“El carácter es el resultado de nuestra conducta”Aristóteles
La vida de todo ser humano está marcada por desafíos, dificultades y momentos de incertidumbre. Nadie está exento de enfrentar problemas familiares, profesionales, económicos o de salud. Sin embargo, lo que verdaderamente distingue a una persona de otra no es la ausencia de problemas, sino la manera en que decide enfrentarlos. En este sentido, el temperamento y el carácter desempeñan un papel fundamental.
El temperamento es el conjunto de rasgos con los que nacemos, lo traemos en los genes y es nuestra predisposición natural para reaccionar ante las diferentes circunstancias de la vida. Algunas personas son más impulsivas; otras, más tranquilas. Hay quienes responden rápidamente a los acontecimientos y quienes analizan cada situación antes de actuar. El temperamento tiene un importante componente biológico y, aunque puede moderarse con la experiencia, nunca desaparece por completo.
Por otro lado, el carácter es el resultado de la educación, los valores, las experiencias y las decisiones que cada individuo toma a lo largo de su vida. El carácter se forma y fortalece con el tiempo. Es la expresión de la voluntad, la disciplina, la ética y la capacidad para actuar correctamente incluso en las circunstancias más difíciles.
Cuando aparece un problema durante el vuelo, el temperamento suele generar la primera reacción emocional: miedo, enojo, preocupación o ansiedad. Sin embargo, es el carácter del piloto el que debe tomar el control para analizar la situación con serenidad, buscar soluciones y actuar con responsabilidad.

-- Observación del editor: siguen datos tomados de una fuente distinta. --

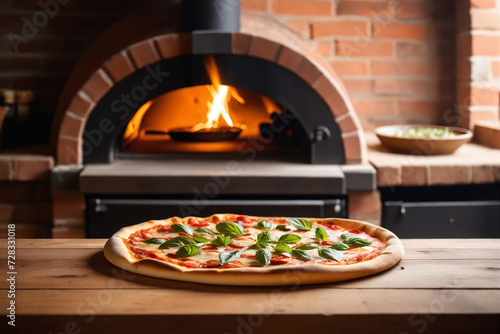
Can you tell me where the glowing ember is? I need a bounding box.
[192,56,245,132]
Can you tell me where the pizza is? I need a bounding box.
[104,214,403,286]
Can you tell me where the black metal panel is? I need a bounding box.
[182,0,240,32]
[87,197,346,238]
[83,54,345,164]
[382,201,500,238]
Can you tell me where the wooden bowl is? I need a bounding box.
[375,124,472,155]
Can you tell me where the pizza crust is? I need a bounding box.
[104,214,404,286]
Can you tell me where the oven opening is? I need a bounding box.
[120,55,300,155]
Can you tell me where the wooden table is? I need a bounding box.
[0,239,500,334]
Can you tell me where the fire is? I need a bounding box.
[192,56,245,132]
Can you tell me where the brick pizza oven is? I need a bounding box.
[53,1,375,237]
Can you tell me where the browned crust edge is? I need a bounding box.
[104,214,404,286]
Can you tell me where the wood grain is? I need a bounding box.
[0,239,500,333]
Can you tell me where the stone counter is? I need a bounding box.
[365,132,500,187]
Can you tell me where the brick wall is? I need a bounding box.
[0,0,456,129]
[457,0,500,130]
[242,0,455,130]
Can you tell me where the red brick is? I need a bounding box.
[471,35,500,56]
[491,61,500,78]
[372,22,429,40]
[342,79,373,96]
[454,1,470,35]
[57,137,83,165]
[68,92,95,118]
[316,41,332,57]
[59,113,85,138]
[352,99,396,116]
[248,36,280,61]
[241,0,267,12]
[13,156,54,181]
[311,19,370,38]
[455,58,472,81]
[330,60,367,76]
[12,36,63,54]
[42,56,78,74]
[401,165,427,186]
[373,79,440,97]
[457,84,499,107]
[271,0,332,16]
[395,0,432,19]
[456,34,472,57]
[286,20,310,38]
[129,39,160,68]
[474,120,500,149]
[82,69,113,102]
[396,42,429,58]
[347,190,382,220]
[376,164,402,187]
[371,59,455,77]
[312,76,349,117]
[471,9,500,30]
[342,131,363,164]
[398,100,445,117]
[335,113,361,133]
[104,52,135,83]
[470,0,496,8]
[337,0,397,18]
[335,40,394,57]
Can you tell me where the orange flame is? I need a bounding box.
[192,56,245,131]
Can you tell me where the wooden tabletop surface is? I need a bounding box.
[0,239,500,334]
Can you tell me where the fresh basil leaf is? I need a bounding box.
[193,235,210,243]
[257,231,274,243]
[286,218,312,231]
[158,237,196,249]
[290,249,311,260]
[255,248,272,266]
[175,245,201,259]
[314,226,328,241]
[274,242,291,253]
[344,238,372,247]
[142,238,165,245]
[215,222,244,236]
[330,242,349,250]
[210,235,233,246]
[219,248,246,266]
[257,220,276,231]
[340,233,359,240]
[170,224,193,235]
[278,234,302,244]
[194,227,217,235]
[293,244,319,250]
[318,248,344,262]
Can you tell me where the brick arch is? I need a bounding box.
[57,14,367,164]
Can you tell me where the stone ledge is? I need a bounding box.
[365,132,500,187]
[0,154,54,181]
[474,121,500,148]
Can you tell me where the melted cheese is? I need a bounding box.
[127,219,385,267]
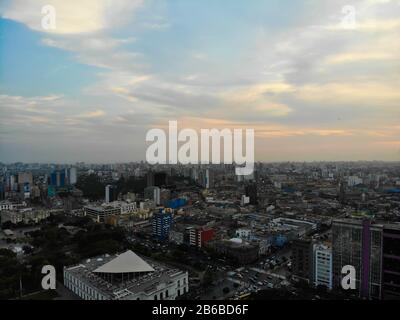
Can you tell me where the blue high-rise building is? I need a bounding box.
[153,212,172,241]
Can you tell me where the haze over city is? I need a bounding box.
[0,0,400,162]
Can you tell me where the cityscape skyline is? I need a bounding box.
[0,0,400,163]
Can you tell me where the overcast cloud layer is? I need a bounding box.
[0,0,400,162]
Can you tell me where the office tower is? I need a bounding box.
[0,182,5,200]
[245,183,258,205]
[10,175,18,191]
[105,184,118,203]
[146,171,155,187]
[144,187,161,206]
[314,244,332,289]
[205,169,215,189]
[339,181,346,204]
[50,170,66,187]
[382,225,400,300]
[18,172,33,185]
[189,227,215,248]
[153,211,172,241]
[160,189,171,207]
[154,172,168,187]
[69,168,78,185]
[332,219,383,299]
[292,239,313,283]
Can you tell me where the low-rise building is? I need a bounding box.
[64,250,189,300]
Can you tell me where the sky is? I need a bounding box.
[0,0,400,163]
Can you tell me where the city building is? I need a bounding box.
[84,205,121,222]
[189,227,215,248]
[382,224,400,300]
[245,183,258,205]
[332,219,383,299]
[105,184,118,203]
[314,244,332,289]
[152,211,172,241]
[292,239,314,283]
[144,186,161,205]
[64,250,189,300]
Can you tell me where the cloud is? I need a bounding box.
[3,0,142,35]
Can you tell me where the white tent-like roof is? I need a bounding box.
[94,250,154,273]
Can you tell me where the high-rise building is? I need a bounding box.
[105,184,118,203]
[382,225,400,300]
[49,170,66,187]
[68,167,78,184]
[332,219,383,299]
[146,171,155,187]
[144,187,161,206]
[292,239,314,283]
[206,169,215,189]
[18,172,33,185]
[153,211,172,241]
[245,183,258,205]
[314,244,332,289]
[154,172,168,187]
[189,227,215,248]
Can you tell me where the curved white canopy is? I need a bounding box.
[94,250,154,273]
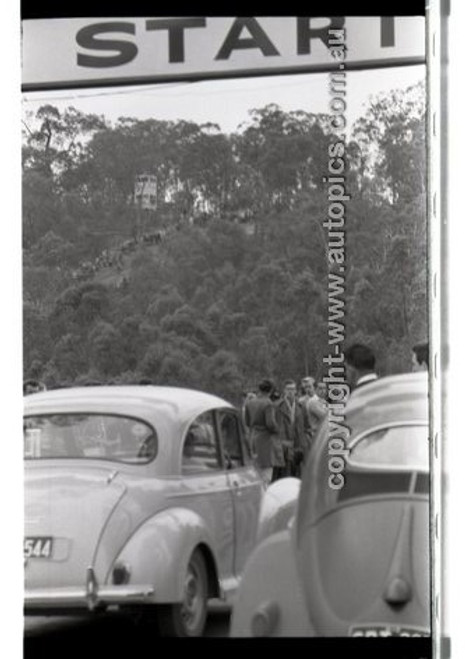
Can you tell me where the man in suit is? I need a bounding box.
[244,380,284,485]
[344,343,378,391]
[273,380,305,480]
[299,375,328,457]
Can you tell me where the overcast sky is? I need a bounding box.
[23,65,425,133]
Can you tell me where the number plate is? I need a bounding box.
[349,625,430,638]
[24,536,53,558]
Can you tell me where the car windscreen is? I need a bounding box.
[24,414,158,464]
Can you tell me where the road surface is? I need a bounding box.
[24,603,230,659]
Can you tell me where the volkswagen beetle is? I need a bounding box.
[231,373,431,637]
[24,386,263,636]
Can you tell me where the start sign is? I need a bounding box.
[22,16,425,91]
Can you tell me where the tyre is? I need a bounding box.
[158,549,208,637]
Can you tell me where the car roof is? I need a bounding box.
[345,372,428,439]
[24,385,233,429]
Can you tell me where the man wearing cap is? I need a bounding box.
[244,380,284,485]
[299,375,328,454]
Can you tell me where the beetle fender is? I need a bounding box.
[107,508,214,603]
[257,477,300,544]
[230,530,315,637]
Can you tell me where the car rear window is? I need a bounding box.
[349,425,429,471]
[24,414,158,464]
[299,424,430,523]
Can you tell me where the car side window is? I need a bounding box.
[218,411,244,469]
[182,412,221,474]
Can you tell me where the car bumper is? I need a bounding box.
[24,568,155,613]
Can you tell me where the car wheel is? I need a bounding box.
[158,549,208,636]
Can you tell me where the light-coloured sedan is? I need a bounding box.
[24,386,263,636]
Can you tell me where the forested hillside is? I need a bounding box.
[23,82,427,402]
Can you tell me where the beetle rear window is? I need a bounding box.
[349,425,429,471]
[24,414,158,464]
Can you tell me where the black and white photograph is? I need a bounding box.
[15,7,435,659]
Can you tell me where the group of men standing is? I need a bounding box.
[244,376,328,484]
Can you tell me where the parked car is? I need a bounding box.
[24,386,272,636]
[231,373,431,637]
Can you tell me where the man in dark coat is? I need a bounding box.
[244,380,284,485]
[344,343,378,391]
[273,380,305,480]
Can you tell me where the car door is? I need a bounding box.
[178,411,234,579]
[217,409,263,575]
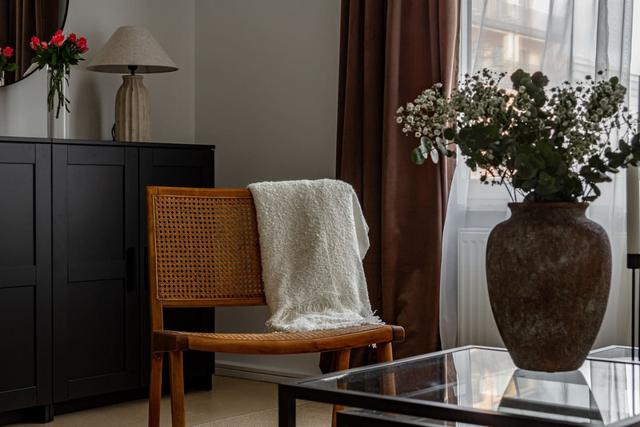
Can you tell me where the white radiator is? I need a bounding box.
[458,228,504,347]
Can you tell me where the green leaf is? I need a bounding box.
[443,128,456,141]
[411,147,424,165]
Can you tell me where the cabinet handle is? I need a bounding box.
[142,246,149,291]
[125,248,138,291]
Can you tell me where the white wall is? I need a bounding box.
[196,0,340,374]
[0,0,195,142]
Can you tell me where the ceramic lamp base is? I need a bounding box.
[116,75,151,141]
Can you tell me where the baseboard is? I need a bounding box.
[215,361,313,384]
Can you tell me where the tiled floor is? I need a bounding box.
[16,376,331,427]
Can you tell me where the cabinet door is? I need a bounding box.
[53,145,140,402]
[0,143,51,412]
[140,147,215,389]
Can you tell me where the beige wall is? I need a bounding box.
[0,0,195,142]
[0,0,340,380]
[196,0,340,373]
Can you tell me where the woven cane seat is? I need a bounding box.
[156,325,404,354]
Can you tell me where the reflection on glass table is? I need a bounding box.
[279,347,640,427]
[589,345,640,363]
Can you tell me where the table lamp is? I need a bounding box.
[87,26,178,141]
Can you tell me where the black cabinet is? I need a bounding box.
[52,145,141,402]
[0,143,52,410]
[0,138,214,422]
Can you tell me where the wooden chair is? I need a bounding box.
[147,187,404,427]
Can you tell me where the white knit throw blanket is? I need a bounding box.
[249,179,382,332]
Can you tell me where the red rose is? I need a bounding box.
[29,36,40,50]
[76,37,89,53]
[51,30,64,47]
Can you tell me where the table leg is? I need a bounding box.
[278,385,296,427]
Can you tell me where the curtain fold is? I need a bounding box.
[323,0,459,368]
[0,0,60,83]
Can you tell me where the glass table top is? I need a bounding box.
[298,347,640,425]
[589,345,640,363]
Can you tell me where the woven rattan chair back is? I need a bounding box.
[147,187,265,307]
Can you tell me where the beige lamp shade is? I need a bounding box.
[87,26,178,74]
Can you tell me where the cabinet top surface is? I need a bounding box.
[0,136,216,149]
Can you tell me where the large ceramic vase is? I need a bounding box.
[486,203,611,372]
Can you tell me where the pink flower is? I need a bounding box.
[50,30,64,47]
[29,36,40,50]
[76,37,89,53]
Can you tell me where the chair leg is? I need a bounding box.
[149,353,163,427]
[169,351,186,427]
[331,349,351,427]
[376,342,397,396]
[376,342,393,362]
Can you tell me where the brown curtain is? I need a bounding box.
[322,0,459,368]
[0,0,60,83]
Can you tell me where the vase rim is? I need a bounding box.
[507,202,589,209]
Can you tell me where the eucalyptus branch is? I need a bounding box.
[396,69,640,202]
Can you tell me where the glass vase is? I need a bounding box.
[47,65,70,139]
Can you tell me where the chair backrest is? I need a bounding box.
[147,187,265,324]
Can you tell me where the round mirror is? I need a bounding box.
[0,0,69,85]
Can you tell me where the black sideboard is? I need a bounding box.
[0,137,214,422]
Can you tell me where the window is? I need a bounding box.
[460,0,640,210]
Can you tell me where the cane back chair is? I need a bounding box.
[147,187,404,427]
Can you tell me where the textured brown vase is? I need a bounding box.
[486,203,611,372]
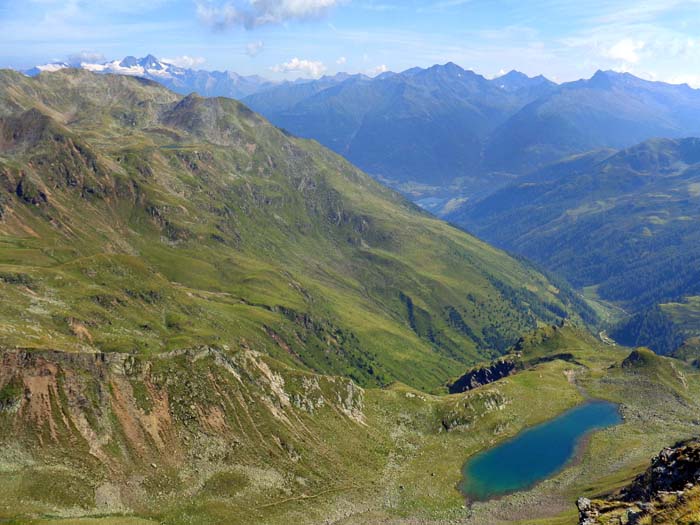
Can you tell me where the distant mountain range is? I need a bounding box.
[25,55,700,207]
[243,63,700,205]
[243,63,557,198]
[24,55,275,99]
[448,138,700,353]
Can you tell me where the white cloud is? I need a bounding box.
[67,51,107,66]
[161,55,207,69]
[270,57,326,78]
[196,0,344,29]
[245,40,265,57]
[367,64,389,77]
[606,38,645,64]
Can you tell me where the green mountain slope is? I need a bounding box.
[451,139,700,353]
[0,67,583,388]
[243,63,556,192]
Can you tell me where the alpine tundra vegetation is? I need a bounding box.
[0,70,700,524]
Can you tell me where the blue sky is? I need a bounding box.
[0,0,700,87]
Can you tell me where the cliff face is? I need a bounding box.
[449,356,522,394]
[0,347,366,514]
[577,440,700,525]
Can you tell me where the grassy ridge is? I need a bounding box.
[0,71,585,389]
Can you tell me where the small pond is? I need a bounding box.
[460,400,622,501]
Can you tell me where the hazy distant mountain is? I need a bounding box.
[449,138,700,352]
[25,55,275,99]
[25,55,700,206]
[243,63,556,189]
[484,71,700,173]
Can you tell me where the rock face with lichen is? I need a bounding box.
[449,356,522,394]
[576,440,700,525]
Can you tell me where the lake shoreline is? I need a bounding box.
[457,397,624,506]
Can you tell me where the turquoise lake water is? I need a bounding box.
[460,401,622,501]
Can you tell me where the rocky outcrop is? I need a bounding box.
[621,441,700,502]
[576,440,700,525]
[449,355,523,394]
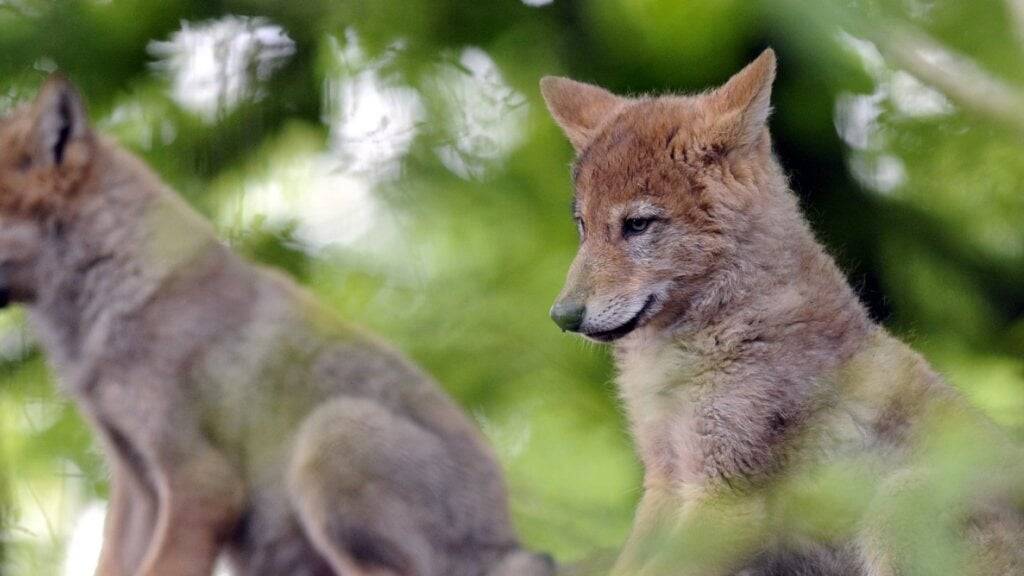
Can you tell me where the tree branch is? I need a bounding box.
[869,22,1024,132]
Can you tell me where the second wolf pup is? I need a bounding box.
[541,50,1024,576]
[0,79,552,576]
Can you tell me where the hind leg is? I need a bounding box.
[289,399,459,576]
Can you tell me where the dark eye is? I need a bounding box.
[623,218,654,237]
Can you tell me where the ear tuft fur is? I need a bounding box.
[708,48,775,148]
[541,76,628,152]
[32,74,89,166]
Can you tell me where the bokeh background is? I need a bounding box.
[0,0,1024,576]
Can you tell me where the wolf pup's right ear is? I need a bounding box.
[706,48,775,149]
[27,74,92,171]
[541,76,628,152]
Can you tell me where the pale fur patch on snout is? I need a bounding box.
[580,286,665,334]
[580,294,647,333]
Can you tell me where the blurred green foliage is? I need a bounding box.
[0,0,1024,576]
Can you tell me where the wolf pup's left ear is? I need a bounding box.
[541,76,628,152]
[707,48,775,148]
[28,74,92,169]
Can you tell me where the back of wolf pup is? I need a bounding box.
[541,50,1024,576]
[0,79,552,576]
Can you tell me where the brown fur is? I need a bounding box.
[541,50,1024,574]
[0,79,553,576]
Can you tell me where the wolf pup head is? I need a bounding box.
[0,76,95,306]
[541,49,782,341]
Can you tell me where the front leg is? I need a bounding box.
[611,486,682,576]
[90,374,246,576]
[96,464,157,576]
[140,436,245,576]
[612,484,767,576]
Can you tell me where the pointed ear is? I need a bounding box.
[541,76,629,152]
[707,48,775,148]
[29,75,90,167]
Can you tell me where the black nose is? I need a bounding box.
[551,300,587,332]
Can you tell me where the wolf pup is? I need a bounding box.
[0,78,552,576]
[541,50,1024,575]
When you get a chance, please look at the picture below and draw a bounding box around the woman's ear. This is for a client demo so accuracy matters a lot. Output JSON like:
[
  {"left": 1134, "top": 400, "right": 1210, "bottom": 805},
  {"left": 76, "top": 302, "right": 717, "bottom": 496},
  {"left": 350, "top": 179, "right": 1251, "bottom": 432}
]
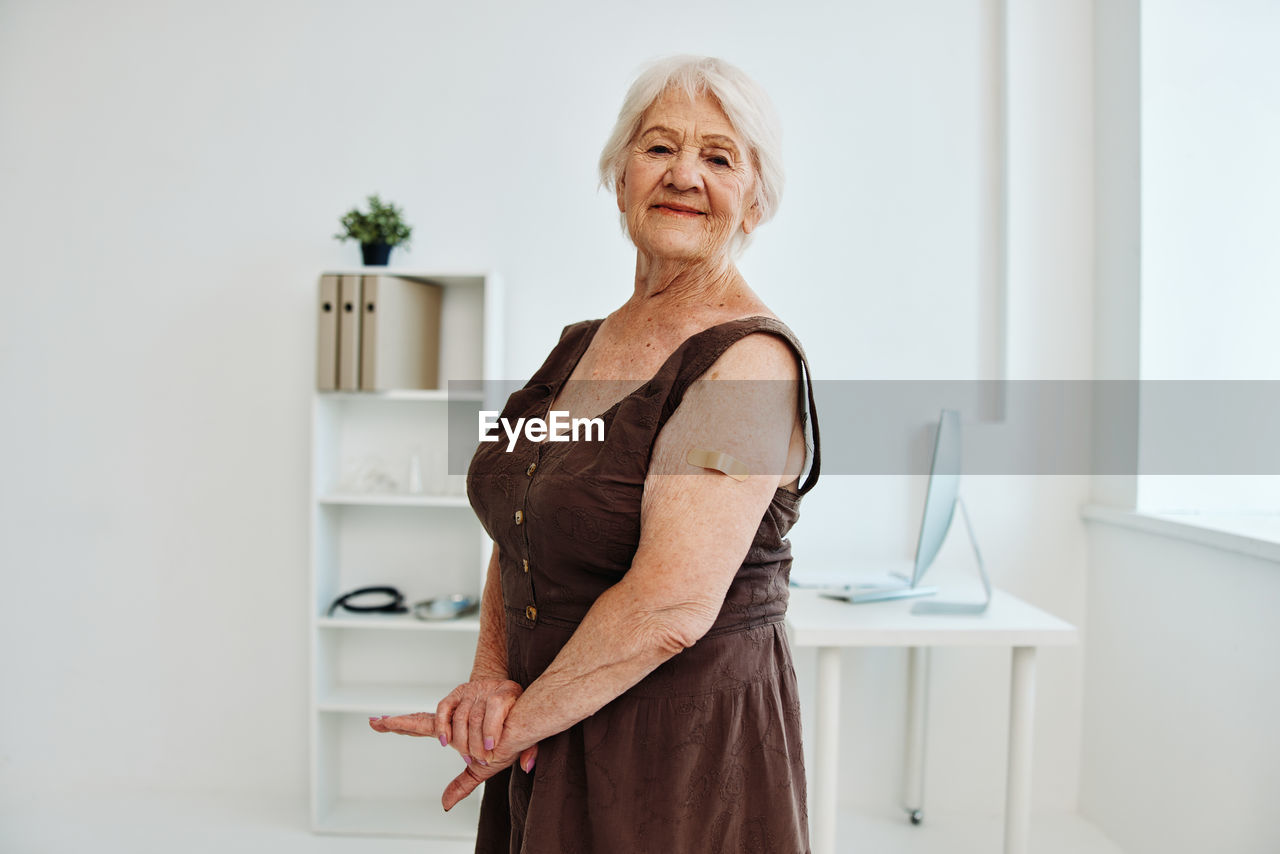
[{"left": 742, "top": 201, "right": 762, "bottom": 234}]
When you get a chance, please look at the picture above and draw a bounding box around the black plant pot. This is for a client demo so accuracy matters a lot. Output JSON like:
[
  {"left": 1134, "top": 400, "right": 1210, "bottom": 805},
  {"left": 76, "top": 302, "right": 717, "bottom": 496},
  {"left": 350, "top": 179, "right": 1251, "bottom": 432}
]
[{"left": 360, "top": 243, "right": 392, "bottom": 266}]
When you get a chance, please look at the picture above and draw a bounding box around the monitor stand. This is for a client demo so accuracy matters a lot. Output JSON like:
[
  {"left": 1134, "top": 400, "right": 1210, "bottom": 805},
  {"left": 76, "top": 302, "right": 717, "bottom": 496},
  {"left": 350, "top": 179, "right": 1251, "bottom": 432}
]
[{"left": 911, "top": 495, "right": 991, "bottom": 615}]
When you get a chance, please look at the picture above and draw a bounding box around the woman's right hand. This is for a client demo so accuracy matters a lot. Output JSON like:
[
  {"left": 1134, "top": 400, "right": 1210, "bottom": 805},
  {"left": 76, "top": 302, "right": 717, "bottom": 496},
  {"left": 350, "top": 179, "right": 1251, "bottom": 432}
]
[{"left": 435, "top": 679, "right": 538, "bottom": 771}]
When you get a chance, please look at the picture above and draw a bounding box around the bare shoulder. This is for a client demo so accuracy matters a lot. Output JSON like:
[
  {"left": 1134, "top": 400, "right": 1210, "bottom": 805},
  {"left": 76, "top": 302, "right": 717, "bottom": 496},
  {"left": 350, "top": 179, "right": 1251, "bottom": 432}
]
[{"left": 707, "top": 318, "right": 800, "bottom": 379}]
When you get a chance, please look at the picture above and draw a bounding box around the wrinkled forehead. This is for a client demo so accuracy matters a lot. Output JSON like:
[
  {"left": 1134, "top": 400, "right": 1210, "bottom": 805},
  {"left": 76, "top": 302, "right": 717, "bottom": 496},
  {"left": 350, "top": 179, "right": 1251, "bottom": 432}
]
[{"left": 632, "top": 87, "right": 746, "bottom": 149}]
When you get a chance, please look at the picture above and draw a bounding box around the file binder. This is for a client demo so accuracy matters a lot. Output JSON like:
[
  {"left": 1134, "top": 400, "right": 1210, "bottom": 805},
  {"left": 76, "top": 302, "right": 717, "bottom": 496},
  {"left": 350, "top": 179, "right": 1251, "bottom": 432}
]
[
  {"left": 316, "top": 275, "right": 338, "bottom": 392},
  {"left": 338, "top": 275, "right": 361, "bottom": 392},
  {"left": 360, "top": 275, "right": 444, "bottom": 392}
]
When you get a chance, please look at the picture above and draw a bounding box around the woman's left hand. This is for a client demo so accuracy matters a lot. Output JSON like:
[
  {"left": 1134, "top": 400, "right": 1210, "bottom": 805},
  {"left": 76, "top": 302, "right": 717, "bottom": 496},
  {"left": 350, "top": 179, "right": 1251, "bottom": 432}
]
[{"left": 369, "top": 712, "right": 538, "bottom": 812}]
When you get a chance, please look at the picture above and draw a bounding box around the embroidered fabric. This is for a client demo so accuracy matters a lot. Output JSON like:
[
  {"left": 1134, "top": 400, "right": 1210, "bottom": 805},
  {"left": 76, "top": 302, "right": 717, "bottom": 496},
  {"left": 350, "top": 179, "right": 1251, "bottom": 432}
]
[{"left": 467, "top": 316, "right": 820, "bottom": 854}]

Las personas con un carácter firme comprenden que los problemas forman parte de la existencia y que la desesperación y el enojo rara vez conducen a una solución. En cambio, desarrollan la capacidad de mantener la calma, evaluar los riesgos, aceptar los errores cuando los hay y aprender de cada experiencia.
En profesiones de alta responsabilidad, como la aviación, esta diferencia resulta aún más evidente. Un piloto puede sentir temor ante una emergencia, porque el miedo es una reacción humana natural. Sin embargo, su carácter, construido mediante años de entrenamiento, disciplina y experiencia, le permite mantener la calma, seguir los procedimientos establecidos y tomar decisiones acertadas para proteger la vida de los pasajeros y de la tripulación.
El verdadero liderazgo tampoco depende únicamente del conocimiento técnico. Un capitán líder con buen carácter no solo conoce su avión a profundidad, sino que además inspira confianza porque transmite serenidad y mantiene la objetividad incluso bajo presión. Las personas siguen a quienes conservan el equilibrio cuando las circunstancias son adversas.
La fortaleza del carácter también implica aceptar que no todos los problemas tienen una solución inmediata. Algunas situaciones requieren paciencia y perseverancia. La desesperación nubla el juicio, altera el criterio y hasta el sentido común; la paciencia, aun en momentos de apuro, permite encontrar el camino correcto.
Otro aspecto fundamental es la inteligencia emocional. Es importante controlar las emociones, pero eso no significa reprimirlas, sino aprender a manejarlas para que no dominen nuestras decisiones. Un aviador de carácter sabe escuchar antes de responder, reflexiona antes de actuar y evita que el enojo o el miedo determinen su conducta, aunque a veces deba tomar decisiones en cuestión de segundos.
La industria aérea mundial está llena de ejemplos de hombres y mujeres que enfrentaron enormes dificultades y lograron superarlas gracias a la fortaleza de su carácter: hermanos Wright, Santos Dumont, Lindbergh, Amelia Earhart, Emilio Carranza y muchos más no fueron personas sin miedo, sino individuos capaces de actuar con determinación a pesar de él.
El carácter también se fortalece mediante la honestidad, la responsabilidad, la perseverancia y el compromiso con los propios principios. Cada problema superado representa una oportunidad para crecer y madurar.
En un mundo como el de la aviación, donde la incertidumbre es constante y los cambios ocurren con rapidez, desarrollar un carácter sólido se convierte en una necesidad. Las habilidades técnicas son indispensables en un piloto profesional, pero son la integridad, la disciplina y la capacidad para tomar decisiones correctas las que permiten superar las situaciones más complejas.
En conclusión, el temperamento nos viene de nacimiento, pero el carácter lo construimos durante toda la vida. Ambos forman parte de nuestra personalidad, pero es el carácter el que determina cómo enfrentamos las dificultades. Los verdaderos profesionales que cultivan la disciplina, la prudencia, la resiliencia y el autocontrol estarán mejor preparados para convertir, además, una situación de emergencia en una oportunidad de aprendizaje y acumular experiencia.
La verdadera fortaleza no consiste en evitar las adversidades, sino en afrontarlas con serenidad, inteligencia y valores firmes.